One Year Reflection on This Thing Called Grief
MENTAL HEALTH
I have hesitated sharing this letter for a while now. I've written many versions of it, in my head, on paper, on my phone. I contemplated whether it is even ethical to write about another person's life and loss. To talk about you to people who had no idea you existed before. What if I say something you wouldn't approve of?
But then, there is this thing inside me that convinces me to write. To give voice to all the confusion, sadness, and anger that comes with grief. So maybe I'll bite the bullet and share it anyway, for me, for the remembrance of our friendship, and for others who may be experiencing grief too.
I still remember, vividly, how the news came last May. I woke up to texts from our school friends. Typical me, I went into denial for a couple of hours. Then, coming home from work, I collapsed on the floor and started crying. No, wailing. My chest felt impossibly tight; I still don't know how I got through it. The days that followed were absolute hell. I cried, over and over again. I'm someone who can usually focus at work, but during those days, my only focus was on not breaking down in the middle of a workday. It was a torment.

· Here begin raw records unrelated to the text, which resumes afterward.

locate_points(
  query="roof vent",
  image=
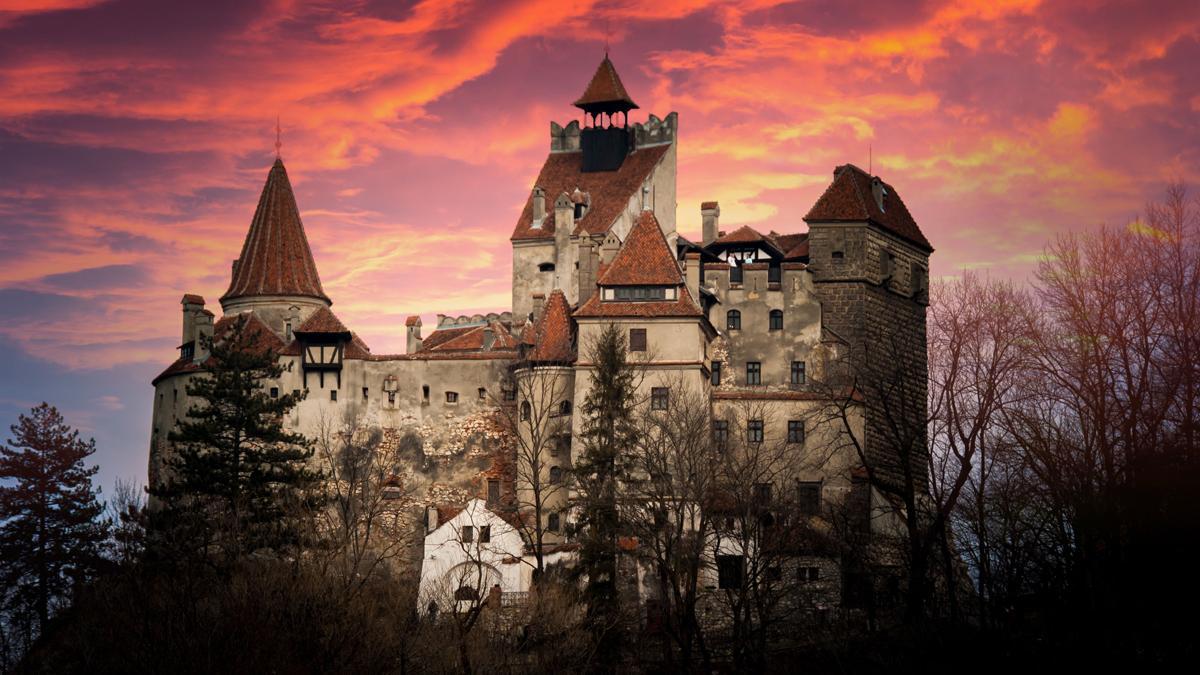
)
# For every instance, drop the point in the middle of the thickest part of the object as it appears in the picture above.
(880, 192)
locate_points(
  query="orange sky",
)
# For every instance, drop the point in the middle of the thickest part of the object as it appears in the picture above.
(135, 137)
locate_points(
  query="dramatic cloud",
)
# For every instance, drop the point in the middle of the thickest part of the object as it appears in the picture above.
(135, 136)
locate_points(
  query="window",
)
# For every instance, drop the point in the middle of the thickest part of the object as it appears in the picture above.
(720, 434)
(797, 372)
(754, 372)
(640, 293)
(659, 398)
(809, 497)
(730, 569)
(754, 431)
(636, 339)
(795, 431)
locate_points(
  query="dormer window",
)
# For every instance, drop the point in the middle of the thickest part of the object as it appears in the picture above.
(637, 293)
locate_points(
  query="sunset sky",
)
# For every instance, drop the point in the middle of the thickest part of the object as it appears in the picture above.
(136, 136)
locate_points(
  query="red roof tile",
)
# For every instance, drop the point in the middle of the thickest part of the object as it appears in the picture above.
(645, 257)
(553, 339)
(598, 308)
(276, 258)
(610, 190)
(850, 198)
(606, 88)
(468, 338)
(323, 321)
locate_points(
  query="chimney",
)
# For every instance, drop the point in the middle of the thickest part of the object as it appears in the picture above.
(203, 329)
(539, 299)
(564, 223)
(709, 213)
(539, 205)
(413, 327)
(587, 278)
(691, 262)
(192, 305)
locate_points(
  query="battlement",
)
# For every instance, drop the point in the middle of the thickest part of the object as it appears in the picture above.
(653, 131)
(473, 320)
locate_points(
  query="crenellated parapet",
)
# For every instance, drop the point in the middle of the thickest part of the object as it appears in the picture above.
(655, 131)
(445, 321)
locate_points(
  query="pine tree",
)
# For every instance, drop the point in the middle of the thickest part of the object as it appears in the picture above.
(609, 432)
(237, 481)
(51, 527)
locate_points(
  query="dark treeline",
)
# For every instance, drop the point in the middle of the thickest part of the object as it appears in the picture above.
(1047, 525)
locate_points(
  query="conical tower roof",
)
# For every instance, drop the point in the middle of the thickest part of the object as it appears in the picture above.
(605, 93)
(276, 258)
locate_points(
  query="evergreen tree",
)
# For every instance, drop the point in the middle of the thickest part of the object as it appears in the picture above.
(237, 481)
(51, 527)
(609, 432)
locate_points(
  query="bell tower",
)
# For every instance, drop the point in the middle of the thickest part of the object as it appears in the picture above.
(605, 138)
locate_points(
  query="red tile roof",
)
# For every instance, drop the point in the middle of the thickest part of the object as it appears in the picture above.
(261, 335)
(468, 338)
(553, 340)
(645, 257)
(323, 321)
(850, 198)
(276, 258)
(598, 308)
(610, 190)
(605, 88)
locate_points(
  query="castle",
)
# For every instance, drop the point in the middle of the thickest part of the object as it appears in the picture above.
(737, 318)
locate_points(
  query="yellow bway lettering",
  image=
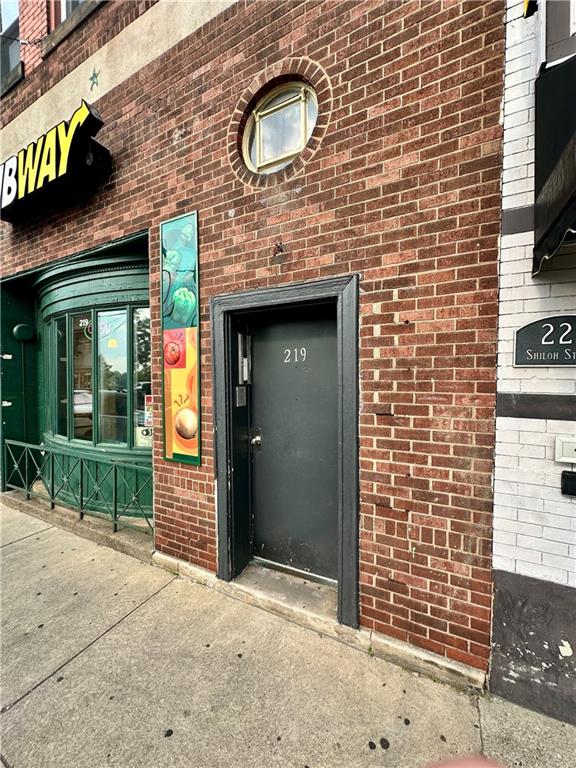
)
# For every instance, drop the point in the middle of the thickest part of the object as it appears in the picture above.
(66, 135)
(48, 164)
(28, 165)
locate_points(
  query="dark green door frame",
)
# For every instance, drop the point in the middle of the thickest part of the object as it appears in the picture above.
(344, 292)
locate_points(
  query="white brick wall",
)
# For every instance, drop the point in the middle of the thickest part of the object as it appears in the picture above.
(520, 69)
(534, 524)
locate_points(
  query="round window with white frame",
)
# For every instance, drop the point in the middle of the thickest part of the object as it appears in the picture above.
(279, 127)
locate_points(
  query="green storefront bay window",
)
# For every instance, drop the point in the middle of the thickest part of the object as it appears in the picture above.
(101, 370)
(94, 383)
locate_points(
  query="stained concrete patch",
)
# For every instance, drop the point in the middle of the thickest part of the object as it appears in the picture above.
(518, 737)
(59, 593)
(15, 526)
(196, 678)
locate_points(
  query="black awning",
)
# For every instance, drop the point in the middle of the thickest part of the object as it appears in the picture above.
(555, 210)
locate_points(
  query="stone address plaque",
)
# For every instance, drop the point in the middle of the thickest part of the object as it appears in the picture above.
(550, 342)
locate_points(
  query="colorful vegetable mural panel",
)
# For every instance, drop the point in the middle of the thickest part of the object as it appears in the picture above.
(180, 340)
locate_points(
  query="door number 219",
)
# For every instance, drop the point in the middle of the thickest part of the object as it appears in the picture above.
(295, 355)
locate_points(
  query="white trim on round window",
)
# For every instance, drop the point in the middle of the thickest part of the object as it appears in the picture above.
(279, 127)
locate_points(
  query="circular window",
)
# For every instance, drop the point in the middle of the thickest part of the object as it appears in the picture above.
(279, 127)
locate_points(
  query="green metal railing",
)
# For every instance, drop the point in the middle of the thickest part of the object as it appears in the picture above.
(114, 490)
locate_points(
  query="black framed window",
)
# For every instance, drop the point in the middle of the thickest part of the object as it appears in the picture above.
(100, 376)
(10, 32)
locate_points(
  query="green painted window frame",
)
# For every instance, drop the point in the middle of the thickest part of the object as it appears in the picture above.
(51, 367)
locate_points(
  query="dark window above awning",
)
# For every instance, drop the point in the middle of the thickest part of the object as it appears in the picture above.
(555, 210)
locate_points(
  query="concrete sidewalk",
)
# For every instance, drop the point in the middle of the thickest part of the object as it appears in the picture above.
(108, 661)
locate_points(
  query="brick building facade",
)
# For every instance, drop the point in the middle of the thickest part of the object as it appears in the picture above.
(397, 190)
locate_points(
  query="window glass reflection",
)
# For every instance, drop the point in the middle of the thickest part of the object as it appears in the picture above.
(142, 379)
(281, 132)
(82, 375)
(112, 376)
(61, 377)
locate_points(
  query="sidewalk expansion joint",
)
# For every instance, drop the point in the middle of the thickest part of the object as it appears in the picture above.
(481, 730)
(12, 704)
(29, 536)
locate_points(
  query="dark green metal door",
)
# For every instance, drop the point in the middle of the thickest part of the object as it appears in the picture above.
(294, 428)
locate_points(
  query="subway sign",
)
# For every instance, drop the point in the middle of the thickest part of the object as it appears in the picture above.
(62, 165)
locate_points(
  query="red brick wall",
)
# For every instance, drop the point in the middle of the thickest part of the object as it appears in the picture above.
(33, 22)
(83, 41)
(404, 189)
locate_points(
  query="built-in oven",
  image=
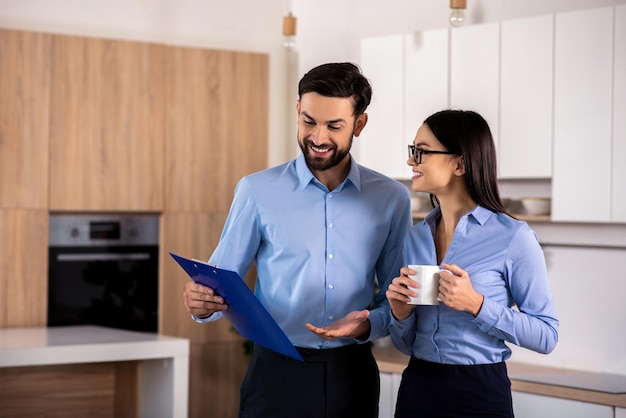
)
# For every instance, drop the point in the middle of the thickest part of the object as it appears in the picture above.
(104, 270)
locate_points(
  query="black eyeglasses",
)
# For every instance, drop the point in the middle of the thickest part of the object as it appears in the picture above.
(416, 153)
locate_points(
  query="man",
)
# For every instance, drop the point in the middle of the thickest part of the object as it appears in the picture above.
(323, 231)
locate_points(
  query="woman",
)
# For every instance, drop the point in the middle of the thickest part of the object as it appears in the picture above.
(494, 289)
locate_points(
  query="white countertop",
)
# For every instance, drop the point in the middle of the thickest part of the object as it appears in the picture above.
(84, 344)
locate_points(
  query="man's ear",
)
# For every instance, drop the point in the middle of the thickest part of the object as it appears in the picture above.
(360, 123)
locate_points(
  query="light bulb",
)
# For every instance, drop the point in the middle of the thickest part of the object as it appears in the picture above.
(457, 18)
(289, 42)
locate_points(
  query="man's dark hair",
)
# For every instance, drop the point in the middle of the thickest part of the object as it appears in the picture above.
(338, 80)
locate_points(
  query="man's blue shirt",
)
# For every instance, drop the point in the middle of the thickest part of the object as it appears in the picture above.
(317, 252)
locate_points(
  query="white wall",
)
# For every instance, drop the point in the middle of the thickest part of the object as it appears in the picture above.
(243, 25)
(587, 283)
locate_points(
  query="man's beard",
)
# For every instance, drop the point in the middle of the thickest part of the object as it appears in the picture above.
(323, 163)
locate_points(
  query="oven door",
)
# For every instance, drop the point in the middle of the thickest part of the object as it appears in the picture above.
(112, 286)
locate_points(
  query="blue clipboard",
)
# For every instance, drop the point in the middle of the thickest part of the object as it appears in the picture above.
(245, 312)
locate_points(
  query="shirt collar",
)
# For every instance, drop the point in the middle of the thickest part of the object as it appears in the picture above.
(305, 176)
(480, 213)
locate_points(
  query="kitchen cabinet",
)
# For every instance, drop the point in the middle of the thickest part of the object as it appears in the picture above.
(382, 144)
(107, 125)
(583, 93)
(23, 267)
(426, 78)
(525, 145)
(217, 125)
(618, 192)
(528, 405)
(409, 76)
(475, 71)
(24, 119)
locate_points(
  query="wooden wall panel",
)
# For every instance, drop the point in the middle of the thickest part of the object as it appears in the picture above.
(218, 369)
(23, 268)
(24, 119)
(107, 125)
(95, 390)
(217, 125)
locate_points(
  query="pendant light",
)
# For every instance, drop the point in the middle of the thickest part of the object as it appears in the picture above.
(457, 15)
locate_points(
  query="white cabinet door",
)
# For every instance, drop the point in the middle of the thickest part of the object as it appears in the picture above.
(426, 77)
(618, 213)
(386, 403)
(526, 63)
(382, 145)
(527, 405)
(474, 71)
(581, 179)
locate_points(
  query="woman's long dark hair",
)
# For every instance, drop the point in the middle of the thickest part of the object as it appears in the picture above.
(466, 133)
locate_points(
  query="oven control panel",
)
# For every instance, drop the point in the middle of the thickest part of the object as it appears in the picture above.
(98, 230)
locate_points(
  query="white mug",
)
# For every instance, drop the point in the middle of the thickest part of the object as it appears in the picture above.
(428, 279)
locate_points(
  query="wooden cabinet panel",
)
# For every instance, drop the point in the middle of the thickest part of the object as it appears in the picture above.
(23, 268)
(24, 119)
(72, 390)
(107, 124)
(218, 369)
(217, 125)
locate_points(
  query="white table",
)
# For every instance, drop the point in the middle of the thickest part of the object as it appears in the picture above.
(163, 361)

About a week after, I noticed you were being talked about less online. The weather was getting warm enough to run outside, and that became my saving grace. I would put music on, so loudly, and run. It was a relief to have a little time away from the self-blaming thoughts. The ones that told me I was not a good friend. That I was a horrible person for having promised to come back home to see you, only to never follow through until it was all too late. That I should have checked in more, called more. That I had been so ignorant of how temporary life is. And that I didn't deserve to feel sorry for myself, or to be unmotivated, because at least I am still here.
I still talked to you, at a frequency far higher than my conversations with God. I told you about my silly heartbreak. About how I was thinking of changing jobs. About actually changing jobs, and so on. I'm not sure why I did that, especially since we hadn't been talking much before all of this. I think I wanted to keep you alive in my head, to make death feel less final. Keeping busy with work helped too. Don't get me wrong, I do love what I spend most of my days doing. The fact that it makes me think of you less is something I am quietly grateful for, even if I wouldn't say it out loud.
Then, a couple of days ago, with May less than a week away, the emptiness and pain came back in full force for the first time in a year. I could feel that lump in my throat and the tightness in my chest, as if I were reliving those early days all over again. And I hate it. I thought they say it gets better. It certainly doesn't feel like it. And maybe that is one more reason I hesitated to write this, because in everything else I write and share, I try to be inspiring and hopeful and positive. I can't do that here, because I haven't figured it out yet. How to heal. How to stop myself from rereading our old messages and spiraling into blame. What if there is no answer? If so, how many more years will it take before I feel okay again? Please, do tell.
What I know for certain is that I still miss you very much. I miss my friend, and I miss the comfort of believing that I could return home after a decade and still find our old lives waiting. I hope you are doing beautifully up there. I wish you were still here.